Re: SQL Property Graph Queries (SQL/PGQ) - Mailing list pgsql-hackers
| From | Henson Choi |
|---|---|
| Subject | Re: SQL Property Graph Queries (SQL/PGQ) |
| Date | |
| Msg-id | CAAAe_zAJz1nP3h2vHNi+wgN_cmzRcNpSHrUj8tRyP+VPexUwcg@mail.gmail.com Whole thread Raw |
| In response to | Re: SQL Property Graph Queries (SQL/PGQ) (Henson Choi <assam258@gmail.com>) |
| Responses |
Re: SQL Property Graph Queries (SQL/PGQ)
|
| List | pgsql-hackers |
Hi hackers,
I think it may be a bit early for this, but I wanted to share this design
document now so we can revisit and discuss when the time is right.
===================================================================
Variable Length Edge (VLE) Implementation Strategies for PostgreSQL
===================================================================
1. Overview
-----------
This document describes two implementation strategies for Variable
Length Edge (VLE) traversal in PostgreSQL-based graph databases.
VLE Query Example:
MATCH (a)-[*1..5]->(b) RETURN a, b
MATCH p = (a)-[:knows*]->(b) RETURN p
Two implementation approaches:
1. Unoptimized: Query rewriting to WITH RECURSIVE (CTE)

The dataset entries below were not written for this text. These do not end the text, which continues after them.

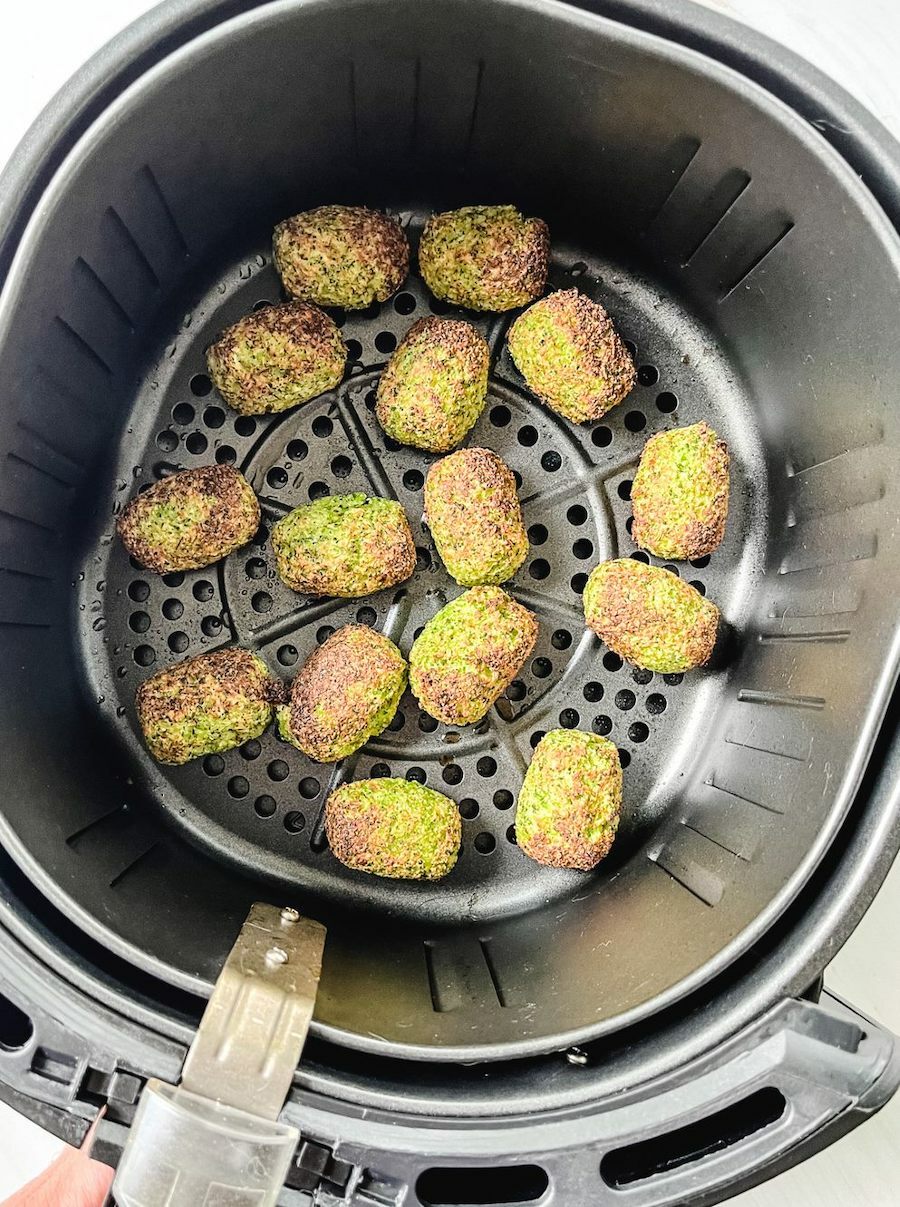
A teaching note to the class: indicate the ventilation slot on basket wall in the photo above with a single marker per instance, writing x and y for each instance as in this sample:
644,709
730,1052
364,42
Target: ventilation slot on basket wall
448,1187
635,1162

2. Optimized: Custom executor node with DFS algorithm
2. Unoptimized Approach: WITH RECURSIVE Rewriting
-------------------------------------------------
2.1 Query Transformation
Cypher query:
MATCH (a:person)-[:knows*1..3]->(b) WHERE a.name = 'Alice' RETURN b
Rewritten SQL using WITH RECURSIVE:
WITH RECURSIVE vle_paths AS (
-- Base case: start vertices
SELECT v.id as start_vid,
v.id as end_vid,
ARRAY[] as edge_ids,
ARRAY[] as edges,
0 as depth
FROM person v
WHERE name = 'Alice'
UNION ALL
-- Recursive case: expand one hop
SELECT p.start_vid,
e.end_id,
p.edge_ids || e.id,
p.edges || e,
p.depth + 1
FROM vle_paths p
JOIN knows e ON p.end_vid = e.start_id
WHERE p.depth < 3
AND e.id <> ALL(p.edge_ids) -- Edge uniqueness check
)
SEARCH DEPTH FIRST BY end_vid SET ordercol
SELECT b.*, edges
FROM vle_paths
JOIN person b ON b.id = end_vid
WHERE depth BETWEEN 1 AND 3;
2.2 Execution Plan
Hash Join (b vertex lookup)
Hash Cond: (end_vid = b.id)
-> CTE Scan on vle_paths
Filter: (depth >= 1 AND depth <= 3)
Sort Key: ordercol -- SEARCH DEPTH FIRST ordering
CTE vle_paths
Recursive Union
Seq Scan on person v
Filter: (name = 'Alice')
Hash Join
Hash Cond: (p.end_vid = e.start_id)
Filter: (e.id <> ALL(p.edge_ids)) AND (p.depth < 3)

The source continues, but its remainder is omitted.